Probabilistic computing with quantum light

The worlds demand for computing power is ever increasing. A prime example of this is the computationally very intensive artificial intelligence, which has found many applications ranging from speech recognition to autonomous driving. However, the traditional approach of building ever smaller transistors the building blocks at the very heart of computer chips to increase computing power is reaching its limits. Especially, for such computationally intensive systems there is currently a paradigm shift taking place, with researchers considering moving away from traditional computing components to specialized hardware that performs better in key metrics such as power efficiency. This is critical as the share of electricity used for computation is rapidly growing worldwide. A particularly promising research direction is to harness the intrinsic ability of light to perform computational tasks on an ultra-fast time-scale. This is possible because light is inherently fast and the way it moves through optical systems (think of for example an ordinary lens) mimics basic mathematical operations used in computing. In our research, we propose to demonstrate an optical computer based on light pulses. These light pulses will serve as a true random number generator, since the randomness will be based on a quantum effect.

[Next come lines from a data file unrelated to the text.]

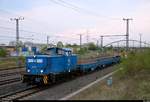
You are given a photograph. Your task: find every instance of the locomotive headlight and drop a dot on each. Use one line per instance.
(41, 71)
(28, 70)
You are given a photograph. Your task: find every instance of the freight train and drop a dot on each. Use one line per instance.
(56, 63)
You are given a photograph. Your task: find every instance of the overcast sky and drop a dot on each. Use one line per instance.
(68, 18)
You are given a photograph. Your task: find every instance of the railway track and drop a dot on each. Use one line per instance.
(19, 93)
(8, 81)
(24, 92)
(11, 68)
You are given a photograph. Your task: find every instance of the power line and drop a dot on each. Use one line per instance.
(80, 10)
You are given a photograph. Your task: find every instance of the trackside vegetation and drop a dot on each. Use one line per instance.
(131, 82)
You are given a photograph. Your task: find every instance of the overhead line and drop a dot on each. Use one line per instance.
(85, 10)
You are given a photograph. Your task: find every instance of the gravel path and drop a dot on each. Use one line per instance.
(59, 91)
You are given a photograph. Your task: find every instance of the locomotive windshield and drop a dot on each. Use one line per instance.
(54, 51)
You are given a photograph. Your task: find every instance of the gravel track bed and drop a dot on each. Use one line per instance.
(4, 89)
(59, 91)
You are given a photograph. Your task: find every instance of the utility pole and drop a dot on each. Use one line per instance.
(87, 36)
(127, 32)
(140, 40)
(17, 36)
(47, 41)
(80, 40)
(101, 41)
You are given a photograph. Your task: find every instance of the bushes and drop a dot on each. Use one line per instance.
(135, 63)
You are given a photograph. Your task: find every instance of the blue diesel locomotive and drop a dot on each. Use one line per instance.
(58, 62)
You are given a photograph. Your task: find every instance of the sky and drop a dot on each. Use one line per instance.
(64, 20)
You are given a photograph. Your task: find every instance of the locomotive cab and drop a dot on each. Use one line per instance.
(53, 61)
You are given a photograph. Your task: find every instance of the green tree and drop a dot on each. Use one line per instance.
(60, 44)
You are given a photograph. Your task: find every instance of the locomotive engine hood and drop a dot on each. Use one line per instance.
(36, 64)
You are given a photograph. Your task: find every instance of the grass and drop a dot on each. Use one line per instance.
(132, 82)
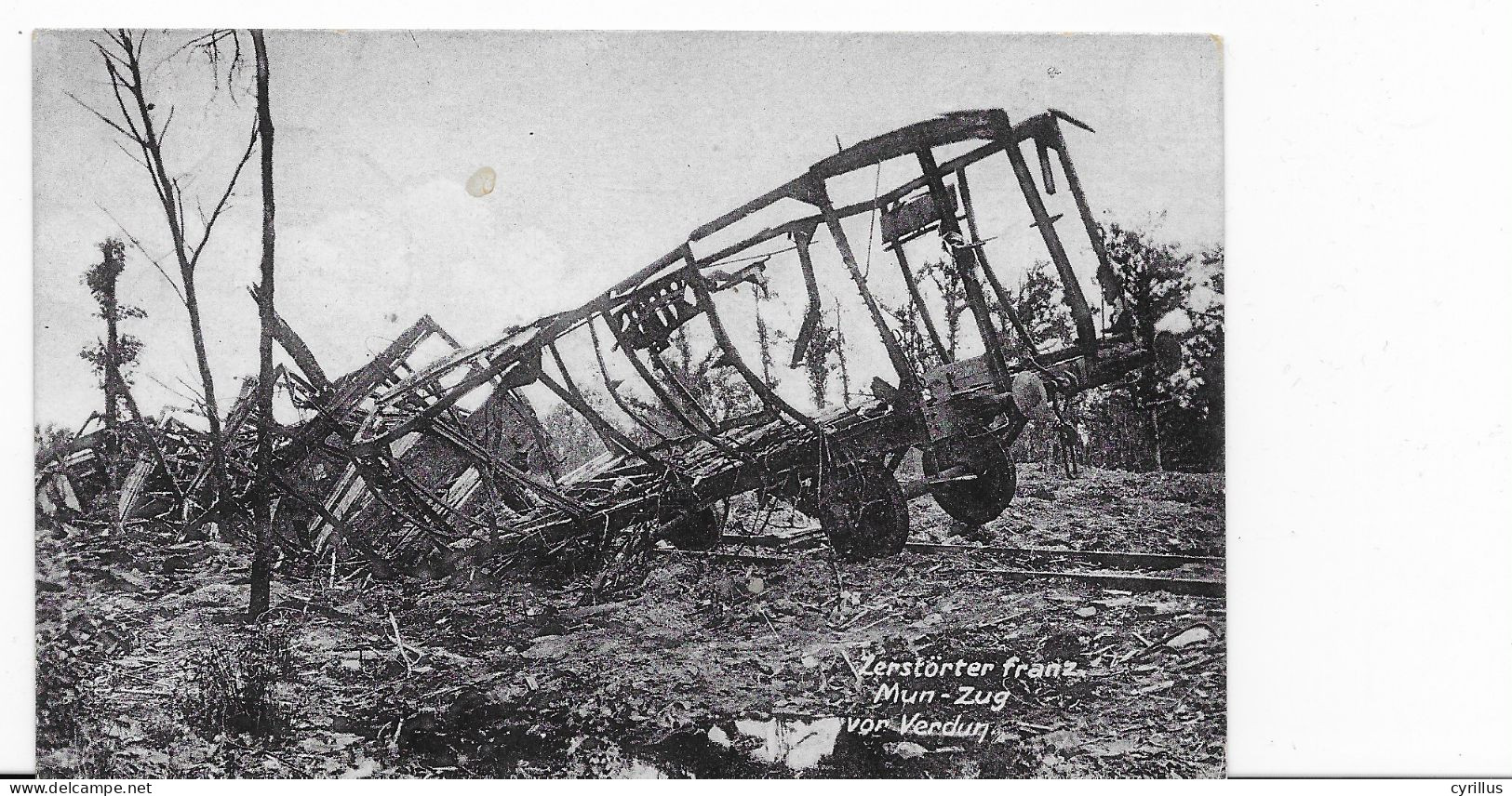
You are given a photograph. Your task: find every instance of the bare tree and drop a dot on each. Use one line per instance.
(116, 352)
(137, 116)
(261, 506)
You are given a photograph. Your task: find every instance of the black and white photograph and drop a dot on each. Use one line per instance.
(629, 405)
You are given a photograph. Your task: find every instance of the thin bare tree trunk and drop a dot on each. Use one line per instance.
(261, 508)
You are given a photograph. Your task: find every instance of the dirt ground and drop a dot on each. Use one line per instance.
(706, 668)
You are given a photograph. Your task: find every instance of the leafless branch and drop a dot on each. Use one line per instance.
(142, 249)
(224, 198)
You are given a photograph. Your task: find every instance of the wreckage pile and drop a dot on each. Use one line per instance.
(389, 471)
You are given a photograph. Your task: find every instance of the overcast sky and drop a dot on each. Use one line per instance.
(609, 150)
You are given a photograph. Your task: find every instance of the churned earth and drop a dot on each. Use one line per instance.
(917, 665)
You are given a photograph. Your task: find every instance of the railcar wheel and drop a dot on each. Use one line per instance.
(863, 514)
(697, 529)
(979, 500)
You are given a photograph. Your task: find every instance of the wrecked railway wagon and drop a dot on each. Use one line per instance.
(895, 265)
(673, 367)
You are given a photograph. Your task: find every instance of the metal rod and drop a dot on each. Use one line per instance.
(1080, 313)
(667, 401)
(907, 379)
(609, 386)
(918, 301)
(965, 261)
(723, 340)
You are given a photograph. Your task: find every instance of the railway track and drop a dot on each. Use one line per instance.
(1195, 576)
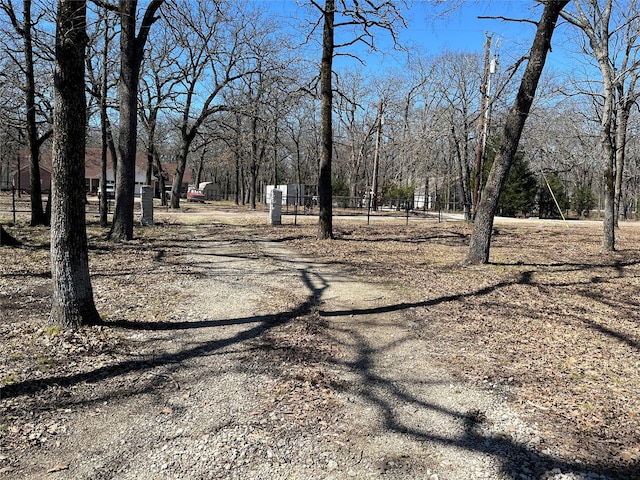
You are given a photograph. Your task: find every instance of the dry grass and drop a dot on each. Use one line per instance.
(551, 320)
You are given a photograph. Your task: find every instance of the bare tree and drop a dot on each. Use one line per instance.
(72, 303)
(220, 44)
(132, 44)
(24, 28)
(508, 143)
(606, 26)
(99, 84)
(156, 94)
(368, 17)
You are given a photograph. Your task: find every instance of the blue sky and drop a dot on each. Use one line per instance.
(461, 29)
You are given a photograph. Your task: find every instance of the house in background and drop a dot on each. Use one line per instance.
(20, 176)
(92, 171)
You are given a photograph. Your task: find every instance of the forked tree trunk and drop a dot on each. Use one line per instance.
(510, 138)
(72, 303)
(131, 54)
(325, 201)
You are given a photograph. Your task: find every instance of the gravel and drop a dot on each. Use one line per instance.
(294, 371)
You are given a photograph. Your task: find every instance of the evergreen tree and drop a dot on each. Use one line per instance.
(546, 204)
(519, 193)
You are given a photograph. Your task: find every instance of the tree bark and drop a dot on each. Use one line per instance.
(72, 303)
(325, 224)
(131, 54)
(487, 207)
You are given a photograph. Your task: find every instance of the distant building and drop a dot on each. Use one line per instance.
(20, 175)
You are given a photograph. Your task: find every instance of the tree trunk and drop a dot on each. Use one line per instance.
(481, 237)
(72, 303)
(325, 200)
(131, 54)
(37, 212)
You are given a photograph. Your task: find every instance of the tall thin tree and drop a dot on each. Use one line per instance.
(508, 143)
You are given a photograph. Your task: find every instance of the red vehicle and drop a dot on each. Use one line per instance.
(195, 195)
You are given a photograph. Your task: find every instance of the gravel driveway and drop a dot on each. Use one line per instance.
(283, 368)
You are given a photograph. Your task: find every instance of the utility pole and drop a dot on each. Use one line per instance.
(376, 157)
(482, 122)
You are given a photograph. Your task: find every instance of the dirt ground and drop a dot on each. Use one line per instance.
(338, 352)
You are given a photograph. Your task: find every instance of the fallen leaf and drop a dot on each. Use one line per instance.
(58, 468)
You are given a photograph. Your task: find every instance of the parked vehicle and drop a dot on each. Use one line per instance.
(195, 195)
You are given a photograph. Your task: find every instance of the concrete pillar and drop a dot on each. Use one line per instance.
(146, 205)
(275, 207)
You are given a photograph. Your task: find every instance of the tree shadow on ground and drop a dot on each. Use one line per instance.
(383, 394)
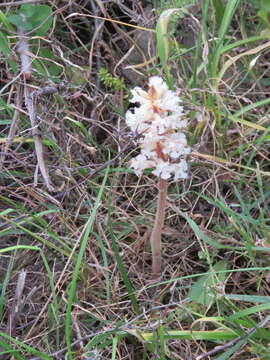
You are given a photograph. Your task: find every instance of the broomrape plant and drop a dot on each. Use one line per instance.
(163, 146)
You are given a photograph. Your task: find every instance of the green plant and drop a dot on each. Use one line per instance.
(113, 82)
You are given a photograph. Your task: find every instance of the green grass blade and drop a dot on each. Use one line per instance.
(78, 264)
(122, 270)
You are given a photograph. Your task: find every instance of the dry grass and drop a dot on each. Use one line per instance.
(82, 129)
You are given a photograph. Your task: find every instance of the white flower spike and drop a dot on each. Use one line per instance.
(158, 120)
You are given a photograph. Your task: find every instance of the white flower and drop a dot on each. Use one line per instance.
(158, 121)
(140, 163)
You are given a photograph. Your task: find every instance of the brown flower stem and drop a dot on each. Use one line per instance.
(155, 238)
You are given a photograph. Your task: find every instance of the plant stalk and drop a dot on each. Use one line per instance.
(155, 238)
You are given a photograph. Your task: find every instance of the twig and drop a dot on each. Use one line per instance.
(30, 101)
(98, 169)
(13, 127)
(30, 104)
(124, 327)
(235, 341)
(155, 238)
(20, 2)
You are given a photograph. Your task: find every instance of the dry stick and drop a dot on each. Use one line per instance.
(30, 102)
(155, 238)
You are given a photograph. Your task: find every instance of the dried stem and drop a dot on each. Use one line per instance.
(155, 238)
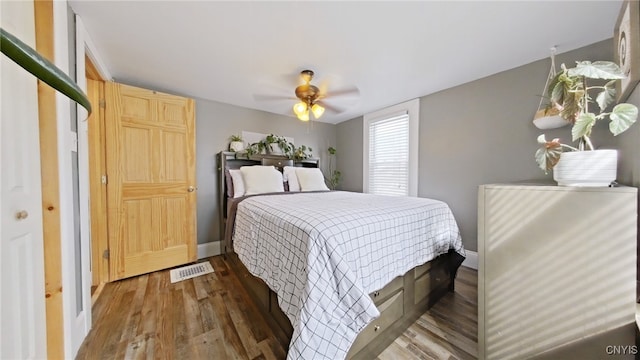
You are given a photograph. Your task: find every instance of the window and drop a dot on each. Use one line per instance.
(390, 165)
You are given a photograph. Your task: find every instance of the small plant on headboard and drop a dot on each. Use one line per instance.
(334, 175)
(300, 153)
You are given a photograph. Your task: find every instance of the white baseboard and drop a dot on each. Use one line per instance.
(209, 249)
(472, 260)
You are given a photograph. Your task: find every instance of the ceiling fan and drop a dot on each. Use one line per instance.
(314, 100)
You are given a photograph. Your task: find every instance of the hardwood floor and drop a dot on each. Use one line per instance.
(211, 317)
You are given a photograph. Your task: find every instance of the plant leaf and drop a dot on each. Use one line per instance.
(597, 70)
(607, 96)
(29, 59)
(583, 125)
(548, 155)
(622, 117)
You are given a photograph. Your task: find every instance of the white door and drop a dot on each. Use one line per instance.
(22, 307)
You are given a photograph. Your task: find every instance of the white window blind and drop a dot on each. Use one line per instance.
(389, 155)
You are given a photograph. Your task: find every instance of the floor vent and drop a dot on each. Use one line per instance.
(191, 271)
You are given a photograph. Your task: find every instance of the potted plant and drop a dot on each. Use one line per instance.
(236, 143)
(278, 145)
(300, 153)
(583, 165)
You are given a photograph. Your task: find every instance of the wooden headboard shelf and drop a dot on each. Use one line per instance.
(232, 160)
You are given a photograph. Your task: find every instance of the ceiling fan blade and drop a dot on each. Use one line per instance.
(332, 108)
(348, 91)
(265, 97)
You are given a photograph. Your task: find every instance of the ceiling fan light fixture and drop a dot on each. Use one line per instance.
(317, 110)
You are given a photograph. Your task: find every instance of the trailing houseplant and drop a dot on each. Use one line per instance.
(278, 145)
(300, 152)
(571, 92)
(29, 59)
(236, 144)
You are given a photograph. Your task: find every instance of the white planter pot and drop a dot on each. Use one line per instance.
(236, 146)
(586, 168)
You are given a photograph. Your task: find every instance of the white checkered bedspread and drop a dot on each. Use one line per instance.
(323, 253)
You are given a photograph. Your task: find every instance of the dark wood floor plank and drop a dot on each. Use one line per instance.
(212, 317)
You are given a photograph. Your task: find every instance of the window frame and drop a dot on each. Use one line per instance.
(412, 108)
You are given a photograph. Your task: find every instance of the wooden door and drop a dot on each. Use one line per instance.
(22, 284)
(151, 199)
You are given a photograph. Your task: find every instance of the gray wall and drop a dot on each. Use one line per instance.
(480, 132)
(215, 122)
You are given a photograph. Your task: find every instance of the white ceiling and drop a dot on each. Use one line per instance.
(235, 52)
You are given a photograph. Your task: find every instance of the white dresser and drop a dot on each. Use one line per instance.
(556, 265)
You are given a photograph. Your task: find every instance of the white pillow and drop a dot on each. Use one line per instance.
(311, 179)
(261, 179)
(291, 177)
(238, 182)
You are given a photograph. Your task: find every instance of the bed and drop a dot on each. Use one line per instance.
(336, 274)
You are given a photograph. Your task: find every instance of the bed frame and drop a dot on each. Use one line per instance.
(400, 302)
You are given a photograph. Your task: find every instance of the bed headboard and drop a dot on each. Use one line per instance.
(228, 160)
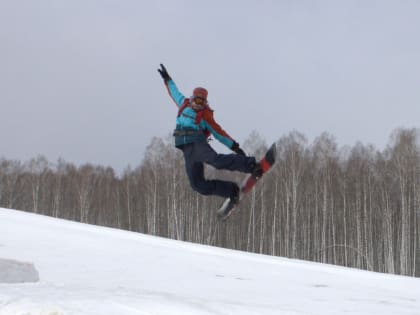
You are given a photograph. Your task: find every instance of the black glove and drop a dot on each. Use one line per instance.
(235, 148)
(163, 73)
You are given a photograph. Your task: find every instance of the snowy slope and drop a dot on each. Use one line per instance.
(85, 269)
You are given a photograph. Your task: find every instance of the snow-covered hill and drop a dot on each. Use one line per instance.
(85, 269)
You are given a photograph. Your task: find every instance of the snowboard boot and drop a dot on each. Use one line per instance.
(257, 171)
(227, 207)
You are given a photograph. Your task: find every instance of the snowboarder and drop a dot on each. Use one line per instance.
(194, 124)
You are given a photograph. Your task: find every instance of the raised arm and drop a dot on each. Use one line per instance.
(173, 91)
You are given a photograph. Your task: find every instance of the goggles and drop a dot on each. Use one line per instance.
(199, 100)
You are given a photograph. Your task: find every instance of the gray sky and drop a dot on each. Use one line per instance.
(78, 78)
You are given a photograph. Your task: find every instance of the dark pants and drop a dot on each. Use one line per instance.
(198, 153)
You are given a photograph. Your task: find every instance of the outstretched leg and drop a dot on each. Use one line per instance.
(195, 171)
(203, 152)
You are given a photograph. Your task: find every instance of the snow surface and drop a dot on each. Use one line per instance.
(85, 269)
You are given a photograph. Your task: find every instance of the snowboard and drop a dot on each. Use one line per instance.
(249, 182)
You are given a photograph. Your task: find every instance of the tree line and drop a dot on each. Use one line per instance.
(351, 206)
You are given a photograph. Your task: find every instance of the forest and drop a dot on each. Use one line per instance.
(352, 206)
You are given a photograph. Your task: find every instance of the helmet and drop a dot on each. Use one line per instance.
(200, 92)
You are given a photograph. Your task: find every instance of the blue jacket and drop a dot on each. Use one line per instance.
(191, 125)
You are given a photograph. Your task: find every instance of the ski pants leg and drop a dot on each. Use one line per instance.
(198, 153)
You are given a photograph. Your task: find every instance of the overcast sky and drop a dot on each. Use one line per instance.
(78, 78)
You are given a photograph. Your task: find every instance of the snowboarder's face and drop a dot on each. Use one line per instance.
(198, 103)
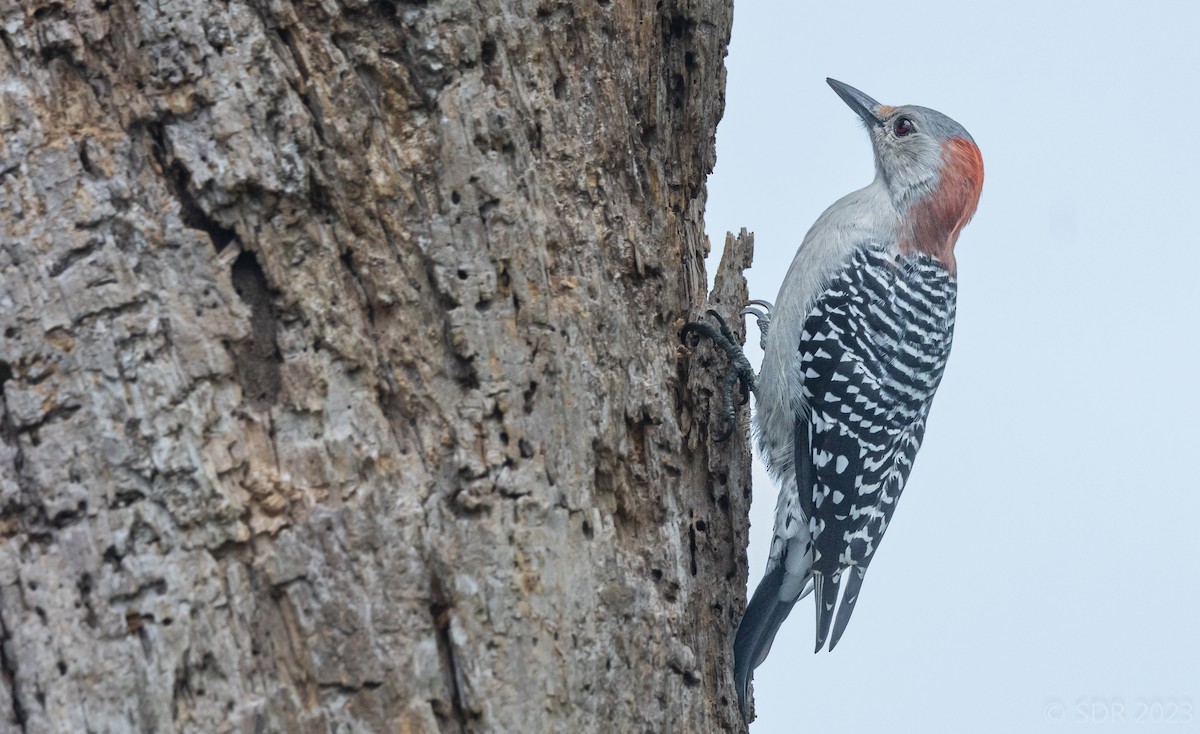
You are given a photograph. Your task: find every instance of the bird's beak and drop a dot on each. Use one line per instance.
(858, 102)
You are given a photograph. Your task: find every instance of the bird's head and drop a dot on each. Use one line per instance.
(930, 166)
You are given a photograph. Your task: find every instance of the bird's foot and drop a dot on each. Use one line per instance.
(762, 317)
(742, 373)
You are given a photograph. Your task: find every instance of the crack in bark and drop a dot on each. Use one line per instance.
(9, 672)
(439, 609)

Equipped with these random numbers we can use an emerging computing paradigm which is called probabilistic computing that lies between classic (deterministic) and quantum computing. While it shares many of the advantages of quantum computing, it is not limited, by practical and engineering problems which plague quantum computing. In this way we plan to demonstrate for the first time that this particular approach can greatly increase our capability to tackle important computational challenges. The design of more efficient optical hardware for energy-hungry algorithms in AI is also relevant given the current challenges in reducing energy consumption worldwide.